E già si comincia bene, con il nervoso che solo la burocrazia ti sa dare, quell sensazione che uno stato te lo stia mettendo in culo, e che quel foglio di carta serva solo a prelevare denaro dagli ignari turisti, che considerandolo una sciocchezza, se lo dimenticano a casa!
Ma le ore di autobus, la foresta che si dirada fino a scomparire in una terra dove affiorano poche piante, persino dei cactus e l'idea di vedere il mare, scacciano guardie e ladri - che spesso sono la stessa cosa - e ridanno vigore al viaggio.

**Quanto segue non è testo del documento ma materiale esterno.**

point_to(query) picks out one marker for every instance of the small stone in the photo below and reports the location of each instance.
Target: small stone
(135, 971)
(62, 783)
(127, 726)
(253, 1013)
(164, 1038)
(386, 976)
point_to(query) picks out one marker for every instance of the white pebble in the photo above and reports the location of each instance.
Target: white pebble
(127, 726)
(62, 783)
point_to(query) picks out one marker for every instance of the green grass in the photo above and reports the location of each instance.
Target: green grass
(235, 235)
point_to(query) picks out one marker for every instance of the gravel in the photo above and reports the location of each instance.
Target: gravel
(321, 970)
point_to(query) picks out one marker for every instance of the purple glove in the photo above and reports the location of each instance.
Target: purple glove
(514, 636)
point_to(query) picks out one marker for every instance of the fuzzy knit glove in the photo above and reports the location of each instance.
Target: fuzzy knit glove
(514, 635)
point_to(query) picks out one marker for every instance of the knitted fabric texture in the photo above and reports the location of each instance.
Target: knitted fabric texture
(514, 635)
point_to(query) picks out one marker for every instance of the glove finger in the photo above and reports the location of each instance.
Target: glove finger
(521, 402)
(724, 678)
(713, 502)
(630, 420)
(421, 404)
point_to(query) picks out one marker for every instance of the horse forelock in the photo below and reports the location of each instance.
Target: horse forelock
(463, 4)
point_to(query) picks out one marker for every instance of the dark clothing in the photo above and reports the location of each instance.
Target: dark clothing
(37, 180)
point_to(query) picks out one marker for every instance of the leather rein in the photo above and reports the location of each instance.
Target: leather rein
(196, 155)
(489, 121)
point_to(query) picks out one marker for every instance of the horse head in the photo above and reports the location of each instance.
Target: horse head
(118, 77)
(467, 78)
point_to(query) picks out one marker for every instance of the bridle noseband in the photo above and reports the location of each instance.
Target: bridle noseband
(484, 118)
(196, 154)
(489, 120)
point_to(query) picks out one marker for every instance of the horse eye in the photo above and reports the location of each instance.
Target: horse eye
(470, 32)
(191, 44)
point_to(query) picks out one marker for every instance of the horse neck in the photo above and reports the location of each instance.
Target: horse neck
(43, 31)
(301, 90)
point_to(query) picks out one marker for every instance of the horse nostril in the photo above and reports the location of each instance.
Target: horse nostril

Molte le ore, più o meno 36 da Manaus a Puerto la Cruz, una cittadina che si trova sulla costa, da cui prendiamo un ferry per arrivare all'isola di Margaritta, rinnomata località turistica caraibica.
La visione di palme e acqua cristalline in cui pesci colorati nuotano beati lascia spazio alla più prosaica realtà di queste terre, abusivismo edilizio ed immondizia. Lo scarto del consumo vorace con cui stiamo rimpiendo pancia e testa, lascia dietro di sè resti di ogni tipo, che spesso non ci curiamo nemmeno di rimuovere alla vista, di occultare. Semplici gesti, una mano, un finestrino e la bottiglia di plastica o la lattina scivolano lungo la strada, per finire in mezzo alla polvere e agli arbusti secci, facendo compagnia ad altri loro simili.
Ma non si da tempo alla disperazione di venire a galla. Dal porto andiamo verso Porlamar, il centro dell'isola, in cerca di una sistemazione per la notte, di una doccia dopo due giorni di viaggio.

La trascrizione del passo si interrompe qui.